Merkür, İkizlerin son derecesinde, güneşle birleşmek üzere. Bu son derecelere astrolojide kritik derece denir çünkü çok güçlüdürler. Sembol ise oldukça ilginç, bir de söz konusu bilgi toplamayı seven Merkür olunca:  “Mayolu güzeller plajda sıraya diziliyor” Burada büyük ihtimalle plaj güzeli seçiliyor. Görünüş mü, içerik mi? Her ikisi de güzel olamaz mı? Toplumun belirlediği standartlar nereden geliyor? Peki, bu rekabet nedir? İlk bakışta evet, bu sembolün görüntüsü son derece popülist ve sığ gibi duruyor değil mi? Ama çok güçlü bir şeye işaret ediyor. İkizlerin son derecesi, artık bahar resmen bitti, yaz başlıyor. İnsan bilinci bu sırada birkaç seviye daha olgunlaştı. Karar vakti geldi. Ne seçiyorsunuz? Karar verin ve ona bağlanın, kendinizi adayın.

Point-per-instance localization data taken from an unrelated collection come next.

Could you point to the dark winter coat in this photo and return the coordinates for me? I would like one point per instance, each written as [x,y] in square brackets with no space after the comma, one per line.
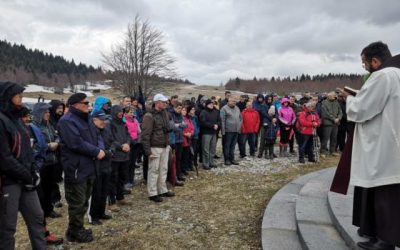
[47,129]
[79,146]
[208,118]
[155,130]
[16,155]
[54,118]
[270,129]
[120,135]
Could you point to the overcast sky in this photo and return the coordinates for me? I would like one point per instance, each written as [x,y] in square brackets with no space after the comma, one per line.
[213,40]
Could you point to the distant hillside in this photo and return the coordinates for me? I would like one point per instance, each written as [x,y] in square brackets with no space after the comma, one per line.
[317,83]
[27,66]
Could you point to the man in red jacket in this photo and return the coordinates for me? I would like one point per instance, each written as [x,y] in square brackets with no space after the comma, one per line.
[249,129]
[308,121]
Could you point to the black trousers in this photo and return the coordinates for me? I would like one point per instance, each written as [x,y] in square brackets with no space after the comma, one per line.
[186,158]
[178,154]
[135,148]
[195,151]
[376,212]
[119,173]
[99,196]
[77,196]
[46,188]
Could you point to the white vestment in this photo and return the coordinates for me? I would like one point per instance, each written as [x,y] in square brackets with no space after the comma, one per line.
[376,146]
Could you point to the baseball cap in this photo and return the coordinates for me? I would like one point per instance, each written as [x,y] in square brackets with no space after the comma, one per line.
[160,97]
[99,114]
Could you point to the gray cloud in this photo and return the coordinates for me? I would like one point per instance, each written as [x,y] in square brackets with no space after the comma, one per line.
[213,40]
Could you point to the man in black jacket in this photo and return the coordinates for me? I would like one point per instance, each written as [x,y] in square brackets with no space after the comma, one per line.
[103,172]
[79,150]
[120,159]
[18,173]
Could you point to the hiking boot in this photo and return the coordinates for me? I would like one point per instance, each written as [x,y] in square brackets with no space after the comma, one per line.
[96,222]
[156,198]
[168,194]
[180,183]
[105,217]
[114,208]
[123,203]
[51,239]
[80,236]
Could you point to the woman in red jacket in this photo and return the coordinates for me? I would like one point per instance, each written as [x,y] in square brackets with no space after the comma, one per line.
[188,132]
[249,129]
[308,121]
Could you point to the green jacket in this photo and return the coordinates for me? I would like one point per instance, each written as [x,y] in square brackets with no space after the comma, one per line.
[329,112]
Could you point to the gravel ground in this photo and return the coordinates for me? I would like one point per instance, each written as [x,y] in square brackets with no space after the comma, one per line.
[219,209]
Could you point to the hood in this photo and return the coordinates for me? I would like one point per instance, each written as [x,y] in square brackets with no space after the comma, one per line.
[392,62]
[7,91]
[115,109]
[284,100]
[99,102]
[260,96]
[38,111]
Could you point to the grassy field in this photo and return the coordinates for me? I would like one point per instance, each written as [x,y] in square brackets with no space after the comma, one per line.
[212,211]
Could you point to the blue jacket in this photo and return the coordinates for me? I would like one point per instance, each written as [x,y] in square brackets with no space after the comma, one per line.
[99,102]
[270,130]
[79,146]
[196,126]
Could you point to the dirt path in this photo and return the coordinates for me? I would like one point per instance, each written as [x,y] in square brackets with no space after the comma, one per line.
[220,209]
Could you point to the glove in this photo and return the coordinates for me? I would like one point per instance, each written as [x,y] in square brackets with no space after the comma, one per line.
[35,181]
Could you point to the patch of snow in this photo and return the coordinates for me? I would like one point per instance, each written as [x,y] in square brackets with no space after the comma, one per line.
[36,88]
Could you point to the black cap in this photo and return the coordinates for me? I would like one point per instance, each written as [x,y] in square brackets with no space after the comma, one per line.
[75,98]
[99,114]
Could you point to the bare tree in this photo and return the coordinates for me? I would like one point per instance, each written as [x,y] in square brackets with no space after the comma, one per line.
[140,59]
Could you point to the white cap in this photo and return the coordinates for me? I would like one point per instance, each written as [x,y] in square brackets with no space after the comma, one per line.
[160,97]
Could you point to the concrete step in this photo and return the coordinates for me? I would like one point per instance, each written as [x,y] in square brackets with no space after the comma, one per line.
[279,229]
[341,212]
[314,224]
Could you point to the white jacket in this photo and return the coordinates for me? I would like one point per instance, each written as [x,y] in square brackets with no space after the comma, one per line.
[376,146]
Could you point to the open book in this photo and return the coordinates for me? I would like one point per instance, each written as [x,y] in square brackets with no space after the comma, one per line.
[351,91]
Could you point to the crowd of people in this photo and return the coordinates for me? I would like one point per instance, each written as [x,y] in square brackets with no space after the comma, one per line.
[94,149]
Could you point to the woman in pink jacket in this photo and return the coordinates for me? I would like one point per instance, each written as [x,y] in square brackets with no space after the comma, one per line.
[188,132]
[134,131]
[287,119]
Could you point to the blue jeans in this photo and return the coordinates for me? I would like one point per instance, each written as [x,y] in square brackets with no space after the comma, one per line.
[250,138]
[306,147]
[229,145]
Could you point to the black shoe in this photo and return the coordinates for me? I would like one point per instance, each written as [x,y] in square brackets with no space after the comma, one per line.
[378,245]
[156,198]
[80,236]
[54,215]
[105,217]
[96,222]
[57,204]
[126,192]
[179,184]
[168,194]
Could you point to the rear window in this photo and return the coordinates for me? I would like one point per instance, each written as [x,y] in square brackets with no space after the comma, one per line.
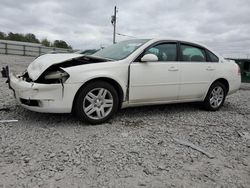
[212,57]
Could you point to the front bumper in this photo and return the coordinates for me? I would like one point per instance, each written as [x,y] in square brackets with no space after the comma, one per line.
[48,98]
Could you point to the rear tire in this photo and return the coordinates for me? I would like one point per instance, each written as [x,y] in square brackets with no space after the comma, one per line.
[215,97]
[96,102]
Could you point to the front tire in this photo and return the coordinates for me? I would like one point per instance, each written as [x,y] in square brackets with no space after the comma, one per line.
[96,102]
[215,97]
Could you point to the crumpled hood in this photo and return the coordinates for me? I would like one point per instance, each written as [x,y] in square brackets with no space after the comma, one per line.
[40,64]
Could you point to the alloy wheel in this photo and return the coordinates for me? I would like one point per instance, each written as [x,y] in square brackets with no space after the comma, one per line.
[98,103]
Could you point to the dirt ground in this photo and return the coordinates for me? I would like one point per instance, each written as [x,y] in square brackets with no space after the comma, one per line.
[137,148]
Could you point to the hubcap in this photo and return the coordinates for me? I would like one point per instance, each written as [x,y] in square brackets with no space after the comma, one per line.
[98,103]
[216,97]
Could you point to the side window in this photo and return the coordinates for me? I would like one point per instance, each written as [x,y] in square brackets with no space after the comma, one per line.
[164,52]
[192,53]
[212,57]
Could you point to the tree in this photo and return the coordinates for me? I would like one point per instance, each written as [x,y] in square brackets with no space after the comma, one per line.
[45,42]
[61,44]
[2,35]
[31,38]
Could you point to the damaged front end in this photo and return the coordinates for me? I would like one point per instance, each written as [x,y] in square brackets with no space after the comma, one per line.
[44,87]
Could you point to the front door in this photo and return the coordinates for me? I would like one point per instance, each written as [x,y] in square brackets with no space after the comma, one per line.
[157,81]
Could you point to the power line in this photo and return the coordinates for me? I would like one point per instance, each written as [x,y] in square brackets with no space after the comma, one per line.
[125,35]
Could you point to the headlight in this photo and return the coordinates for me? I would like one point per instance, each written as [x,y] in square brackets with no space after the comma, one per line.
[57,75]
[53,77]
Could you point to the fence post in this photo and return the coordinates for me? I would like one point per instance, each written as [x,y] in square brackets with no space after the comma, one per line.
[6,49]
[39,50]
[24,48]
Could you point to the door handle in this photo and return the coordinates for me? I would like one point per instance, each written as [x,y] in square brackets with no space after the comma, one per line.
[173,69]
[210,68]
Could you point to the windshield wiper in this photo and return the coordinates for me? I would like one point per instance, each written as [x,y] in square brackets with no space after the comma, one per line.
[97,57]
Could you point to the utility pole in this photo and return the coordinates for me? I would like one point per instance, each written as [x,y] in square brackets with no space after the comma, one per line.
[113,21]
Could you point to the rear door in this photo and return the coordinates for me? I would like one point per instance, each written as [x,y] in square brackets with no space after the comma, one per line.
[197,71]
[155,81]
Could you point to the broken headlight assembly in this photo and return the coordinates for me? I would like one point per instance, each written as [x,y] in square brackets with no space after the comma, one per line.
[52,76]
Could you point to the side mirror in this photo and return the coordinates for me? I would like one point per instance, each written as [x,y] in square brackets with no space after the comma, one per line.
[149,58]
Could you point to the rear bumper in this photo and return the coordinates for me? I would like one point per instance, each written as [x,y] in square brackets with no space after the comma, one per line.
[48,98]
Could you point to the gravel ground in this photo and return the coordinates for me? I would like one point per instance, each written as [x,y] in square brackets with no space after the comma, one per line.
[137,148]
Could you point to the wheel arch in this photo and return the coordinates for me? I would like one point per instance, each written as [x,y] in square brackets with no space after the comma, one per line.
[111,81]
[223,81]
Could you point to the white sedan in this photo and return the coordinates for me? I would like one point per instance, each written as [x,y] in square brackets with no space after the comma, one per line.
[129,73]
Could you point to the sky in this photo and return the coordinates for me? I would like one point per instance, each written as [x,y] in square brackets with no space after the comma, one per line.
[223,25]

Mars, “palyaço” derecesinde ve bizi biraz da kendimize bakmaya, kendimizi o kadar da ciddiye almamaya çağırıyor. Mizah, sosyo-kültürel gerçeklikleri değerlendirmekte çok güçlü bir araçtır. Böylece bizleri önyargılardan kurtarır. Ortamı yumuşatır. Mizah sayesinde şartlandırmalardan sıyrılma yolunda ilk adımı atarız. Mizah, gerçekte bizleri ÖZGÜRLEŞTİRİR!

Bu sırada, günlük hayatımızda maskenin ardına saklanan, palyaço gibi ortada dolanan, yapmacık insanlar da görebiliriz, hatta her gün gazete ve televizyonlarda onları görmüyor muyuz? Çünkü bu sembolün bir diğer yüzü de içten olmamakla ilgilidir. Arkadaşlar, unutmayın, Şubat ayında başlayan sirk gösterisi 21 Ağustos’a kadar devam ediyor.

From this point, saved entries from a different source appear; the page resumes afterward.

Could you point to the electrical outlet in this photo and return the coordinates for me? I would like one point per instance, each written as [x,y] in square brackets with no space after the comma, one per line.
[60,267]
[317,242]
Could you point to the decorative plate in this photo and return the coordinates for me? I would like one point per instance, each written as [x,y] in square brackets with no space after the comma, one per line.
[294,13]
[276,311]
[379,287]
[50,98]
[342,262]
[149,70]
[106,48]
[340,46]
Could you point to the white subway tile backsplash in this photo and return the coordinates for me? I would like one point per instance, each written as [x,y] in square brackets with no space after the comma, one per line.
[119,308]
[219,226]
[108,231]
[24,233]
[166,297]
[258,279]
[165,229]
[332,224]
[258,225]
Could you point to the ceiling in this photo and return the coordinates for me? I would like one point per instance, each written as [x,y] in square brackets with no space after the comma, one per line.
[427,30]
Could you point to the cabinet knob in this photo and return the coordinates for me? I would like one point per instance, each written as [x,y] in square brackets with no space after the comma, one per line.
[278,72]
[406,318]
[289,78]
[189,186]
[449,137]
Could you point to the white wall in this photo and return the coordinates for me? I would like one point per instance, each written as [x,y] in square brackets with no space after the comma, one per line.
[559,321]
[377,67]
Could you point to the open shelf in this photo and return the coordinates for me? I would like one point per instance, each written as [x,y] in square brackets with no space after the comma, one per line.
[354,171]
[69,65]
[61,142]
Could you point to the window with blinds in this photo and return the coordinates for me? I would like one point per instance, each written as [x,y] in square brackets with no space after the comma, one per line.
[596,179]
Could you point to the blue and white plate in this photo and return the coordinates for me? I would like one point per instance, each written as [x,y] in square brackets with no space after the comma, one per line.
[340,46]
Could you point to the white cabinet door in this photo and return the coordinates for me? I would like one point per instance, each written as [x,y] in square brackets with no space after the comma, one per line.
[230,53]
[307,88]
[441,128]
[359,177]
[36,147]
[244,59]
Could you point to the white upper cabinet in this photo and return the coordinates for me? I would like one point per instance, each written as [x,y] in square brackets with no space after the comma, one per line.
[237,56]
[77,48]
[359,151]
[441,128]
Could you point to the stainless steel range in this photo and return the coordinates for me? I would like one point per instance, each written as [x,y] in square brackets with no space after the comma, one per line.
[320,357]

Uranüs, hala daha “hayal kırıklığına uğramış seyirci/dinleyici kitlesi” derecesinde. Sirk ve karnaval iyiden iyiye kabak tadı vermeye başladı.

Satürn, “mış” gibi yapmanın devam ettiğini gösteren “oyuncak atına binmiş tombul çocuk” derecesinde. Gerçek ata binmek için alıştırma mı yapıyoruz? Kendimizi mi kandırıyoruz? Bu davranışımızdan ne bekliyoruz?

Neptün, yine bir başka “mış” gibi yapma derecesinde. “Komutan askerlere tatbikat emri veriyor” Evet, bu askerleri meşgul etmek için bir yol mu? Çatışmaya mı hazırlanıyorlar? Yoksa güç gösterisi mi yapıyorlar? İşin içine Neptün girdiğinde çatışma gerçek olmayabilir. Savaş hazırlıkları bir aldatma, bir blöf olabilir. Buna dikkat edin.

Şifa

Şifa Chiron’da: “Prizmadan geçen ışık, gökkuşağı renklerini oluşturuyor” Kritik önemdeki şey, sizin duruma nasıl baktığınızdır. Başarı ve berraklık için onun parçalarını tanımalısınız ve sonra da hepsinin ortak noktalarını takdir etmelisiniz. Çünkü hepsinin kaynağı aynıdır: Işık!

Bu, aynı zamanda biri nasıl pek çokta görebileceğimizi ve bununla birlikte pek çoğun nasıl birde görülebileceğini de anlatır; nasıl herkesin hem bir ve aynı ve bununla birlikte farklı olduğunu ifade eder.  Eski Mayalıların birbirini selamlama şekli buna harika bir örnektir: In Lak’ech, yani “ben bir başka senim.”

Gün ışığının kırılarak spektrumun tüm renklerine ayrılması, saf ruhun, Yaratan enerjisinin varoluşun tüm yüzlerini ve seviyelerini oluşturmasını anlatır. Bu renkler aynı zamanda çakralara da denk gelir. Gündönümünde güneşin muazzam güzel ışığının gökkuşağı oluşturmasını sadece burada görmüyoruz.

Hedef, sonuç ve kader

Ayın kuzey düğümü, kaderimiz ve hedefimizdir. Kuzey düğüm, “fırtınadan sonraki gökkuşağı” derecesinde ve bize bu gösterinin şimdiden belli sonucunu anlatıyor. İşte burada bize “güvenin” deniliyor. Ruhunuzu dinlemekten, size iyi geleni takip etmekten zarar gelmez, gelmeyecek. Hayatın fırtınaları olabilir, inancımız sınava tabi tutuluyormuş gibi hissedebiliriz ama yağmur damlaları olmasaydı, gökkuşağı da olmazdı. İlahi olan sadece bize bakmıyor, bizler kendimize doğru açıdan baktığımızda ilahi olanı içimizde görüyoruz.  Bu bir söz, bir yemin, bir teyittir.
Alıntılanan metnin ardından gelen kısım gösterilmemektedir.